For the Cauca River Valley, 13 basins with p>0.61 for the occurrence of bioclimatic niches are proposed, which showed proximity to 239 TDF polygons, 25 PA and 23 NRCS less than 23 km away, lying within the altitudinal ranges of 629-1796 m (see Table 4 and Appendix 3). These data target areas for management and conservation under climate change conditions. TDF orchids with narrow altitudinal distribution such as Encyclia betancourtiana Carnevali & I. Ramírez, E. chloroleuca (Hook) Neumann and Pleurothallis aryter Luer, as well as endemics or those at the maximum of their altitudinal distribution such as Cattleya quadricolor Lindl., Catasetum tabulare and Vanilla calyculata, would require special monitoring under climate change.

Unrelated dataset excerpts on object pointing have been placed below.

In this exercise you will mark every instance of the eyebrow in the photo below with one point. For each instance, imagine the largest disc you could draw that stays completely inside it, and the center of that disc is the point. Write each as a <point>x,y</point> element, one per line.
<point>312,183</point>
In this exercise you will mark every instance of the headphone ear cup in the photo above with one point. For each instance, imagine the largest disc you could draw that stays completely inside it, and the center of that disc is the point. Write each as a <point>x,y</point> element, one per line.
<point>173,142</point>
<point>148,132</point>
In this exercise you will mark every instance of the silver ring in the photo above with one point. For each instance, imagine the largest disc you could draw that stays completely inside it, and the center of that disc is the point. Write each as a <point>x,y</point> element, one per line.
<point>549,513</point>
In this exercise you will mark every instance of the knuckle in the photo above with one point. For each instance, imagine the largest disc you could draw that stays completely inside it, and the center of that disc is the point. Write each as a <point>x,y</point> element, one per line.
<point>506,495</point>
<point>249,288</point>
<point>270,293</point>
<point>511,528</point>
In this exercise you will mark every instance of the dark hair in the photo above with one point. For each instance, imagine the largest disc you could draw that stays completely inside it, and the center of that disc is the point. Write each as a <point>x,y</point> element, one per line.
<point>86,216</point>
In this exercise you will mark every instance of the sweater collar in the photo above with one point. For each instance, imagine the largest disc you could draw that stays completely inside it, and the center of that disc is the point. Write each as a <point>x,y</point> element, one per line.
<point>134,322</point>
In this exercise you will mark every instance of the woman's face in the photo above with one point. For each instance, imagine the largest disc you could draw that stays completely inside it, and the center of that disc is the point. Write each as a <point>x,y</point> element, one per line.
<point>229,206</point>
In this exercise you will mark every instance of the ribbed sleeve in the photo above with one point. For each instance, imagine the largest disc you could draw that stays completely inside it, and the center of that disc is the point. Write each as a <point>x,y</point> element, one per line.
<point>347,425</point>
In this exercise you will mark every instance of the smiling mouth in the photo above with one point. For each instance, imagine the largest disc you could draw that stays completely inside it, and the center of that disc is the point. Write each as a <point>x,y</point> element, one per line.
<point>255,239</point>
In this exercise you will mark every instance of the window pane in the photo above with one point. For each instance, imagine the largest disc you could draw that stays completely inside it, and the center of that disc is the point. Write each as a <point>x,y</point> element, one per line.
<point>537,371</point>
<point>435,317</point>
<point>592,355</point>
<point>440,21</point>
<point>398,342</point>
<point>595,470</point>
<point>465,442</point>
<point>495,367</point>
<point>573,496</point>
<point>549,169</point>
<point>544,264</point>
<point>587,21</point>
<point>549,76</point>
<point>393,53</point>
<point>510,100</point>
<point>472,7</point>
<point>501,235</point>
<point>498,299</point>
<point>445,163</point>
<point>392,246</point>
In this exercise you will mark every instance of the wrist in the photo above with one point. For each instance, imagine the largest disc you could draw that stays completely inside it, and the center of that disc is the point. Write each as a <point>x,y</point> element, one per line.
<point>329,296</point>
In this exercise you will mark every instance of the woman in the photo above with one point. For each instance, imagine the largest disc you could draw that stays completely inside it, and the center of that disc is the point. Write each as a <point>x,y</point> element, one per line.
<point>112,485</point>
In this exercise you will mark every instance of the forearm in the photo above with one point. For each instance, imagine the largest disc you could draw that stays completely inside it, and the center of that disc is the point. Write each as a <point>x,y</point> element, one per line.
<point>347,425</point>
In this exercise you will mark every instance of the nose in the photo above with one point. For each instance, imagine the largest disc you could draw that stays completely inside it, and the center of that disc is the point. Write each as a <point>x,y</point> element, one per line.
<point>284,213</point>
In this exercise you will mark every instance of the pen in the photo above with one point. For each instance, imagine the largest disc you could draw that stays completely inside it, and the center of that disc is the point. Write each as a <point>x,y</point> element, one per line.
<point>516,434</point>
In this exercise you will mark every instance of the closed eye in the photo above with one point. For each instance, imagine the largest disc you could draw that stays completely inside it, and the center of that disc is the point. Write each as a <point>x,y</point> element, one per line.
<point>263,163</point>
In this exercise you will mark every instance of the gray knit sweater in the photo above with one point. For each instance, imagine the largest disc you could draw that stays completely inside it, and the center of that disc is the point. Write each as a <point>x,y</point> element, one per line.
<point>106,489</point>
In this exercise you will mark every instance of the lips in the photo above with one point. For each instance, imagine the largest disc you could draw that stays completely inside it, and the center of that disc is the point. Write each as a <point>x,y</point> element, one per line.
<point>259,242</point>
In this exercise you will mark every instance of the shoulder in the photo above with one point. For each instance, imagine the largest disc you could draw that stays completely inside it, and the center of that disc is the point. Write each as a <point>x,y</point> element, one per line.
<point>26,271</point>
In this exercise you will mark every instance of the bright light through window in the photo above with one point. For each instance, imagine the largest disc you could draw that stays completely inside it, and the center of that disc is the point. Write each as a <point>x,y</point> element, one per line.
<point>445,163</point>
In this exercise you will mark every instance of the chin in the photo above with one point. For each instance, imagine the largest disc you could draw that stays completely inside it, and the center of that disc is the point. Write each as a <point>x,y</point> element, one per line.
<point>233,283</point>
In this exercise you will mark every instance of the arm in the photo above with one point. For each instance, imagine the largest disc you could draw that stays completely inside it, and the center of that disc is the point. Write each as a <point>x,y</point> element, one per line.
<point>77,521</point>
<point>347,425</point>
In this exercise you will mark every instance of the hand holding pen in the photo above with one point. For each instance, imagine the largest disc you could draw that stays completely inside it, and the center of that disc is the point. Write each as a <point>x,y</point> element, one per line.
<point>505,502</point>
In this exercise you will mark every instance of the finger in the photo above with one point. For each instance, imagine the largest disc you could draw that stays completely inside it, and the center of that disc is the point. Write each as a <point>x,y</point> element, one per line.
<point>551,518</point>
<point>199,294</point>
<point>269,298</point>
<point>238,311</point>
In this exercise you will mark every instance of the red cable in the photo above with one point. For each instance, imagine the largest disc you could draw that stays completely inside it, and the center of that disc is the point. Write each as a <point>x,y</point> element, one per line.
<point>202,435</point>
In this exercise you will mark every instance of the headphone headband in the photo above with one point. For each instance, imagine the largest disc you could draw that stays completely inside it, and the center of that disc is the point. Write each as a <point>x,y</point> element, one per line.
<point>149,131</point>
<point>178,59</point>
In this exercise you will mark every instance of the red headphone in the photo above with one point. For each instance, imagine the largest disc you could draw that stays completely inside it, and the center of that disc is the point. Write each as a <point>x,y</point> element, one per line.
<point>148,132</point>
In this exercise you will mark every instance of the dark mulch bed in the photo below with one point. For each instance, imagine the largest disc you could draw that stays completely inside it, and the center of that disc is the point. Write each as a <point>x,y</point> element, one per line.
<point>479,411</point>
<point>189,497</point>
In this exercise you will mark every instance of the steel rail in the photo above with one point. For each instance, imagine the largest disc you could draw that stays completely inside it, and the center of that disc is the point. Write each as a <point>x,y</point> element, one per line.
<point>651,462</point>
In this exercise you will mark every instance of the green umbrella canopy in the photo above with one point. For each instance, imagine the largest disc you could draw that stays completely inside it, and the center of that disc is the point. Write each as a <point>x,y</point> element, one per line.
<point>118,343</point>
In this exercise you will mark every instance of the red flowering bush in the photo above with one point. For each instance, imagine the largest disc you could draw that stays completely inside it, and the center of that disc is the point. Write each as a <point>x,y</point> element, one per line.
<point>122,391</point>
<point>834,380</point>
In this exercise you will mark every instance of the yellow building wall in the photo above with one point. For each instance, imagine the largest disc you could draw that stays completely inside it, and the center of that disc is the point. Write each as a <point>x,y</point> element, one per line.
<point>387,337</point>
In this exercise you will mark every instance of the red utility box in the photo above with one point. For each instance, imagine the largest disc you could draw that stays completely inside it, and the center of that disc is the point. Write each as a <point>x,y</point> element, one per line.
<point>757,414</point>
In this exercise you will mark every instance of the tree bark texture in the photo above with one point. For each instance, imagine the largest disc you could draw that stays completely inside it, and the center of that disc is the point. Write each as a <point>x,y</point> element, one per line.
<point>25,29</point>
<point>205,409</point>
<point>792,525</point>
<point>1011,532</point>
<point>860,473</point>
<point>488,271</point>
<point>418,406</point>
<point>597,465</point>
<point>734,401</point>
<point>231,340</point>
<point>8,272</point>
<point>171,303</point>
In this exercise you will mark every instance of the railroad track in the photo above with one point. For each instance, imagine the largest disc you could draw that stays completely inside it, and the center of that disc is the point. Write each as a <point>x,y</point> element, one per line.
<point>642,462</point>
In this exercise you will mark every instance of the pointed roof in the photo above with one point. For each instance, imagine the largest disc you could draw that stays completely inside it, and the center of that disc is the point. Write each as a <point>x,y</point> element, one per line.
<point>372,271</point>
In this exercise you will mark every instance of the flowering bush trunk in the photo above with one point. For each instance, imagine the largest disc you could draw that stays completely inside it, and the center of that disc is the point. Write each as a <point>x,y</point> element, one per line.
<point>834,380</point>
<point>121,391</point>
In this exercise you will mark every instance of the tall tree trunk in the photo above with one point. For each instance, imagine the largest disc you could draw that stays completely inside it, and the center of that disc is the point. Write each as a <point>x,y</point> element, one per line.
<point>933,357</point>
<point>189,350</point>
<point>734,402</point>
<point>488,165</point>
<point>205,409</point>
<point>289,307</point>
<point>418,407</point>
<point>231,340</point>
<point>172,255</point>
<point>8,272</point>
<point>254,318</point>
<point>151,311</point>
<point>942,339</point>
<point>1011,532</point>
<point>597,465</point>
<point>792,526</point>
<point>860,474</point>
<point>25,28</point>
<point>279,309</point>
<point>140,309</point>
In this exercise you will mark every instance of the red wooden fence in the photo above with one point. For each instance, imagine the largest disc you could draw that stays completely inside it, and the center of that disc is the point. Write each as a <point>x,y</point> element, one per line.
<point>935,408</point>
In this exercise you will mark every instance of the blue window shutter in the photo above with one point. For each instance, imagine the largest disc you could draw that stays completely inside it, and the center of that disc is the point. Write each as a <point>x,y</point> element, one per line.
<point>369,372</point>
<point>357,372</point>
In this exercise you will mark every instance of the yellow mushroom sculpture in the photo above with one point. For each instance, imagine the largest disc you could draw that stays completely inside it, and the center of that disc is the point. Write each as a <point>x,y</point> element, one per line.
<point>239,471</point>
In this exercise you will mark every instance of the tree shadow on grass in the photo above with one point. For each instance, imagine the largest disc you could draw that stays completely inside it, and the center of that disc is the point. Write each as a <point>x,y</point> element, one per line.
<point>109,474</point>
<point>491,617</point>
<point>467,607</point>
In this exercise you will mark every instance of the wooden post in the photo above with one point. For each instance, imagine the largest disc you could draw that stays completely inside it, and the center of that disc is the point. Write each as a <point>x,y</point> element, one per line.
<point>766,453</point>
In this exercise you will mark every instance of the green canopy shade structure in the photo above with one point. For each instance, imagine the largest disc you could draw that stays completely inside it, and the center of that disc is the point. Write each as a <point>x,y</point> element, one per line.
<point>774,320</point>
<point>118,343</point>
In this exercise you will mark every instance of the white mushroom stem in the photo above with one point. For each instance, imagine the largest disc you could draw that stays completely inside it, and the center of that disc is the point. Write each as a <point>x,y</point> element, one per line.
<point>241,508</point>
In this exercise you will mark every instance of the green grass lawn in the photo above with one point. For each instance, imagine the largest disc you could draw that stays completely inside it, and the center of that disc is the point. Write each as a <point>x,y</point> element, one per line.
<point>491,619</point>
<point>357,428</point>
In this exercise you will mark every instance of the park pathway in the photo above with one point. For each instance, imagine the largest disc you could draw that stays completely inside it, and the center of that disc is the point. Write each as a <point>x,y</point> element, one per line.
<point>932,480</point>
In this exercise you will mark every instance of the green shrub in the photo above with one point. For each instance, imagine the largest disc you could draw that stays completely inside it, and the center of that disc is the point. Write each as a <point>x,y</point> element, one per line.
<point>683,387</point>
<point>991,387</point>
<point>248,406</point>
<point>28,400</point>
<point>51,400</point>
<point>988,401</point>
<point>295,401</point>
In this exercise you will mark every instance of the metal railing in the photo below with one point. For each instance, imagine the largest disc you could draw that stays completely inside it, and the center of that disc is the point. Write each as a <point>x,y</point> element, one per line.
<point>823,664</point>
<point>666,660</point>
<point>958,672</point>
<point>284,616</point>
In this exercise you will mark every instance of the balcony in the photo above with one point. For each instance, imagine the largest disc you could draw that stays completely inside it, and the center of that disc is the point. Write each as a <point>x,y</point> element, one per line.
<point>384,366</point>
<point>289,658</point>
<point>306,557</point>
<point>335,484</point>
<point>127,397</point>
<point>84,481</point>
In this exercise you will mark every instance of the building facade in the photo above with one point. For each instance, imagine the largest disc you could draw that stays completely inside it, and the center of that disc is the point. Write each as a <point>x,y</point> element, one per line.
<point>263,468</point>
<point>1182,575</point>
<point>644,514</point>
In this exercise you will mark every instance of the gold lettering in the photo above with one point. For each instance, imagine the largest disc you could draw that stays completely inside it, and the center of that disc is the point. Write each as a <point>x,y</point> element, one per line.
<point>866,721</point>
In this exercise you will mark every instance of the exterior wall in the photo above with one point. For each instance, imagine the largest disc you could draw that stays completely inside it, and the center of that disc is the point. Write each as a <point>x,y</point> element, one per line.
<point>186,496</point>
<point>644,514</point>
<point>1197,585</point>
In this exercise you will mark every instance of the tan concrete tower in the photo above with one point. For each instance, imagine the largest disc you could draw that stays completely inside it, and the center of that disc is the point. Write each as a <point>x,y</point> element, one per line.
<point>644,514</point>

Important areas for the future conservation of these plants will be on both slopes of the Western Cordillera and on the eastern slope of the Central Cordillera of the Cauca and Risaralda Valley, as well as on the northern flank of the Western Cordillera in the department of Antioquia (see Appendix 3). Maintaining connectivity is essential between the orchid flora of the Chocó biogeographic region and the Andes through the relict, sub-xerophytic, sub-Andean forest-dry shrubland forest existing on both slopes of the Western Cordillera, especially to conserve the richness of these plants, the existing endemics and the gene flow occurring there. New species recently described and others under study (García-Ramírez & García-Revelo 2013, Leopardi et al. 2014) justify management strategies and investment in conservation.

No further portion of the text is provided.